All of those measures will be included in a safety plan that the housing agency will submit to the local HUD office this weekend.

Asked if the BMHA would be taking those safety measure if not for the audit, Brown said: "That's hard to say."

At the same time, Brown appeared to minimize the public safety hazard, saying: "We don't have any record of anyone being injured on this site."

The auditors, however, indicated that the risk of injury was great. Noting that the Perry site was near two occupied public housing developments – including an adjacent playground and splash pad – they wrote: "The flooded stairwells and crawlspaces presented a drowning risk, and the unsecured windows and doors created a risk of injury for children and trespassers who may enter the building."

"In addition, due to the age of the buildings, there were lead and asbestos concerns, including ground contamination," the auditors added.

Given the seriousness of those problems, the auditors recommended that the local HUD office "determine whether the buildings represent an imminent threat to public safety from physical deterioration." HUD officials should also determine whether BMHA should address those concerns immediately, before a full environmental review can be completed.

The auditors' work extended over several years, back to 2019, when seven families still lived in the Perry units.

"A May 2019 site visit to the seven occupied dwelling units found peeling and blistering ceilings and walls, a broken bedroom door, a stove that did not function, toilets that did not work properly, possible mold, and complaints from residents regarding bedbugs and roaches," auditors wrote.

BMHA was still repainting units and paying heating bills for vacant units as late as May 2019, the audit said, but the agency moved the last tenants out of those debilitated properties in September of that year.

The auditors also criticized the local housing officials for delaying redevelopment of the site, a move that Brown, the BHMA executive director, attributed to its possible use as a stadium site.

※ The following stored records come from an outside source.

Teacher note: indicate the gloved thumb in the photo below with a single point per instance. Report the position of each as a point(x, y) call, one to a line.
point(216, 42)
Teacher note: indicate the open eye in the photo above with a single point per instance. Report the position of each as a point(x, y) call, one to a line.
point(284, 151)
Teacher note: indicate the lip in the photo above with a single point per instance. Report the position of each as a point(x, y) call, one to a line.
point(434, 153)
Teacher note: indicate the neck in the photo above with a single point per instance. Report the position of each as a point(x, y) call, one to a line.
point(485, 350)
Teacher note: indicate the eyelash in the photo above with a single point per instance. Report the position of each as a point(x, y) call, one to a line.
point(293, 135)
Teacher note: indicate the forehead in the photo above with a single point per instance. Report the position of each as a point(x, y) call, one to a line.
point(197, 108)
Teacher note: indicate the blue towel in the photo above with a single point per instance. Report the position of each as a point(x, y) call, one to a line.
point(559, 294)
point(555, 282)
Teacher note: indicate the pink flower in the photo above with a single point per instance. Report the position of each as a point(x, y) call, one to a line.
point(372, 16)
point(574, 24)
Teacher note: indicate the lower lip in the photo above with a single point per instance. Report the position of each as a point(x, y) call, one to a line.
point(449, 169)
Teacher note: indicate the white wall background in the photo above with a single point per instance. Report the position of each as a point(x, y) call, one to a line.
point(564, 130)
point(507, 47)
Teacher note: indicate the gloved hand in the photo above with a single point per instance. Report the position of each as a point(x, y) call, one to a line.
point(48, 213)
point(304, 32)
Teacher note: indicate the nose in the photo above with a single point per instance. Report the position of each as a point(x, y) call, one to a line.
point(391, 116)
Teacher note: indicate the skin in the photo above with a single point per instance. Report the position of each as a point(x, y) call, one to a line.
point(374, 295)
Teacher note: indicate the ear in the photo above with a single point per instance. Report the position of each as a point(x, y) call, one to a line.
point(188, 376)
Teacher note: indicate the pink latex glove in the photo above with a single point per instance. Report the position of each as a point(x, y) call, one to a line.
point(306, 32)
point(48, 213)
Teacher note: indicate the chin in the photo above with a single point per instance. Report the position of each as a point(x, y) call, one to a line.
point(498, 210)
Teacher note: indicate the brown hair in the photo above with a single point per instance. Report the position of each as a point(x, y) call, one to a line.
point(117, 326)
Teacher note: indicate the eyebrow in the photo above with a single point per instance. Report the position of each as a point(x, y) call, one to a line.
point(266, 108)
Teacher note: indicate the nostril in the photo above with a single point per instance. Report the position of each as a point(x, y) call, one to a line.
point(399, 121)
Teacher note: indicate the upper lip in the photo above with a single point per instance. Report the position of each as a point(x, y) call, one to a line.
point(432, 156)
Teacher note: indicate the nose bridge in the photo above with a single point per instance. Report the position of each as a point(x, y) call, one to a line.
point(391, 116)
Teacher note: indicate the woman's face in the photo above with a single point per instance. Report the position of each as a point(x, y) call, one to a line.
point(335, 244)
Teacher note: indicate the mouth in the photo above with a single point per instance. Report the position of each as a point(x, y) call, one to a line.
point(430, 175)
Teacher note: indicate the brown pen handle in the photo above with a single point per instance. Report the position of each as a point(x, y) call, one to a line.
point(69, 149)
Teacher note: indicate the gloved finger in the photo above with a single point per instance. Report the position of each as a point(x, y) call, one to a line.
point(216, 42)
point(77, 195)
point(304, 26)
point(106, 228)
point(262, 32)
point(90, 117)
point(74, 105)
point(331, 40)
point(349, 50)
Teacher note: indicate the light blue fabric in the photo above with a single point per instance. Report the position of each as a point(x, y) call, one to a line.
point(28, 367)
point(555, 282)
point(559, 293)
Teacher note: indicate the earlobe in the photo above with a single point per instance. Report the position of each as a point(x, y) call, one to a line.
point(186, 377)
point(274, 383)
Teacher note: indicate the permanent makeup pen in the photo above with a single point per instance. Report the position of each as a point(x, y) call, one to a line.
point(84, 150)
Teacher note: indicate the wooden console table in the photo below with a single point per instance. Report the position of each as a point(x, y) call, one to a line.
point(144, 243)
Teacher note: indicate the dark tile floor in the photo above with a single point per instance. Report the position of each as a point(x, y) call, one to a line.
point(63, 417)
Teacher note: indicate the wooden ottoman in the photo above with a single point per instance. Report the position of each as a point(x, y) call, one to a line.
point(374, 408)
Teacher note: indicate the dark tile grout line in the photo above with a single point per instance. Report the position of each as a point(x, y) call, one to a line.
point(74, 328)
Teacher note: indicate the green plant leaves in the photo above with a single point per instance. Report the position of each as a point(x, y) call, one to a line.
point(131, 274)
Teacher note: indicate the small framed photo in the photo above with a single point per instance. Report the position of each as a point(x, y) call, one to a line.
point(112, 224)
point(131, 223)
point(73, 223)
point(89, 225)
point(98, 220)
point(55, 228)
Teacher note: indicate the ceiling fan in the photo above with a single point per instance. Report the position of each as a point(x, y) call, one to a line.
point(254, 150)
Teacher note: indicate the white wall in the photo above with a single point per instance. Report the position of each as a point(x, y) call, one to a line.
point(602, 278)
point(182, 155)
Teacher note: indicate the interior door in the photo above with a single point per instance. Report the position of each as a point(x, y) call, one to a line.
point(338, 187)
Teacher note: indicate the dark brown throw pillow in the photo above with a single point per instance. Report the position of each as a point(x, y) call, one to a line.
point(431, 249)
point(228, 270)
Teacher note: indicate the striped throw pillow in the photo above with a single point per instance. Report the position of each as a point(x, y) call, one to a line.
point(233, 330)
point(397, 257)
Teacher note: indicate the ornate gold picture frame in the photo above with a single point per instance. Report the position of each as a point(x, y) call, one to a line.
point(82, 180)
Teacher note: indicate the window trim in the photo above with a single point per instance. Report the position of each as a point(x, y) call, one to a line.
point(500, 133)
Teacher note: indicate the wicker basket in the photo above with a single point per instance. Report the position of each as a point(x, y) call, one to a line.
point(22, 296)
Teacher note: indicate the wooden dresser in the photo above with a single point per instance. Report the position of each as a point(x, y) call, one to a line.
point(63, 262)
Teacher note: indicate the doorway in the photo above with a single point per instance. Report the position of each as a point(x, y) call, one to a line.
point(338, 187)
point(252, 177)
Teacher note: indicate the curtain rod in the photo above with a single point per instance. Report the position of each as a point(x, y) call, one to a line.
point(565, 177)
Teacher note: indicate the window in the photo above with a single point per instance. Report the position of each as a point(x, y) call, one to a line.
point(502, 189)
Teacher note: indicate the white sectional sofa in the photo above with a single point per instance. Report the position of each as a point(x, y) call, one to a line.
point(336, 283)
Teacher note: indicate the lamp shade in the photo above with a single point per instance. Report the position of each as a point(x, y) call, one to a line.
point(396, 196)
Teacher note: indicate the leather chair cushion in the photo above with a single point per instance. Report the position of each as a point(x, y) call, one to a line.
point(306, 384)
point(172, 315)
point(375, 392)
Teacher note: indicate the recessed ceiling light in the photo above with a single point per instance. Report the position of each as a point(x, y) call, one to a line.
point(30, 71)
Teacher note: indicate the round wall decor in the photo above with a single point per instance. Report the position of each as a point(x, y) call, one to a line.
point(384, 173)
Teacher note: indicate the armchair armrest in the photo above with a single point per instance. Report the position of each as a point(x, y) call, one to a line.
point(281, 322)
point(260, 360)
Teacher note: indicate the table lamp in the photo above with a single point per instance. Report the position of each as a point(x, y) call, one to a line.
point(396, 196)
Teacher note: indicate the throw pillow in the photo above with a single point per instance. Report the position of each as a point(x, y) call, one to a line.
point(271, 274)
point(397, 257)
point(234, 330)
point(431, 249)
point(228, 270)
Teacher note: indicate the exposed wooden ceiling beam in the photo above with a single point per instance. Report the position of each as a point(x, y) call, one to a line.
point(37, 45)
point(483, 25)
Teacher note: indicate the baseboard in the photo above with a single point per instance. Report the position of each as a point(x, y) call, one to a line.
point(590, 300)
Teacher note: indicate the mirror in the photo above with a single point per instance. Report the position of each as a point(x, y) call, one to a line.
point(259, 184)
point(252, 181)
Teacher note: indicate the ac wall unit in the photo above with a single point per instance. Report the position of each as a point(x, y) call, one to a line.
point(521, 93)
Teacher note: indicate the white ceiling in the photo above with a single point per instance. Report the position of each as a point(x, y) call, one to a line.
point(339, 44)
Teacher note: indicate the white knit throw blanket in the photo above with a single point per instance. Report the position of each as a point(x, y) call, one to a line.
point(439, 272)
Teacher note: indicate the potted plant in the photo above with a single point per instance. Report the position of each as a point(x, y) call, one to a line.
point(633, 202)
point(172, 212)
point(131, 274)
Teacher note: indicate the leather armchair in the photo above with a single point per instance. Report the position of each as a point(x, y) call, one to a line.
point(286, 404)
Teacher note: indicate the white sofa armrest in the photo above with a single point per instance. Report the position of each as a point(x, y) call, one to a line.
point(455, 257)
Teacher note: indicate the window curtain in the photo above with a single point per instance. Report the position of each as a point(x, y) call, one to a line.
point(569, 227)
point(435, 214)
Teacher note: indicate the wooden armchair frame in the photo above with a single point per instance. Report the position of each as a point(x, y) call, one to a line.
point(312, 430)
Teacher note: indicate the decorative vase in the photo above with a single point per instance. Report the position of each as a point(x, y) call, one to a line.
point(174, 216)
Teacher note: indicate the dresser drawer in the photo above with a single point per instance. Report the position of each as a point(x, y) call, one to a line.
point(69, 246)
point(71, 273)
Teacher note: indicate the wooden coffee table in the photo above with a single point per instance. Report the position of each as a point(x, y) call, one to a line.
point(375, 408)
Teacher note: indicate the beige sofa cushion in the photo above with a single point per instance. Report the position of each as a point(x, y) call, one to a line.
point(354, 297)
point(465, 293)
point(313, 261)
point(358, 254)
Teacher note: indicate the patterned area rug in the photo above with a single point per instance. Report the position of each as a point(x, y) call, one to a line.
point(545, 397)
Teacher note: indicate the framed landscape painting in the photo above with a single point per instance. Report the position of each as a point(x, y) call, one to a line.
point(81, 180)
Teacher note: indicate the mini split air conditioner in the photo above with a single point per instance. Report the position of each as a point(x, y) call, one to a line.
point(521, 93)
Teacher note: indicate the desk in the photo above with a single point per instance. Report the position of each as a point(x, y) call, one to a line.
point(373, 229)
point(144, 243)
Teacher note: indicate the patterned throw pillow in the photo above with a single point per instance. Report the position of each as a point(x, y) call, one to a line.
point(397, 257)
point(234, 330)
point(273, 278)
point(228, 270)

That potential appears to be slipping away, though, because the Bills' ownership has said it prefers a cheaper site adjacent to the team's current stadium in Orchard Park.

In a letter to the HUD inspector general, though, Brown noted that "various groups in Buffalo" continue to push for the stadium to be built on the Perry site.

"As unrealistic as we know this scenario is, we believe it would have been irresponsible for us to move forward with redevelopment plans before we had a clearer sense of what, if any, steps would be taken with regard to this site," Brown wrote.

In an interview, Brown noted that Pennrose LLC, a Pennsylvania developer, proposes to redevelop the Perry site into private homes, as well as modern public housing. The current units would be demolished and replaced under that plan.

Saying he understands that the existing Perry property is deeply troubled, Brown said: "The only important message I want to get out is that I'm not I'm not deflecting responsibility."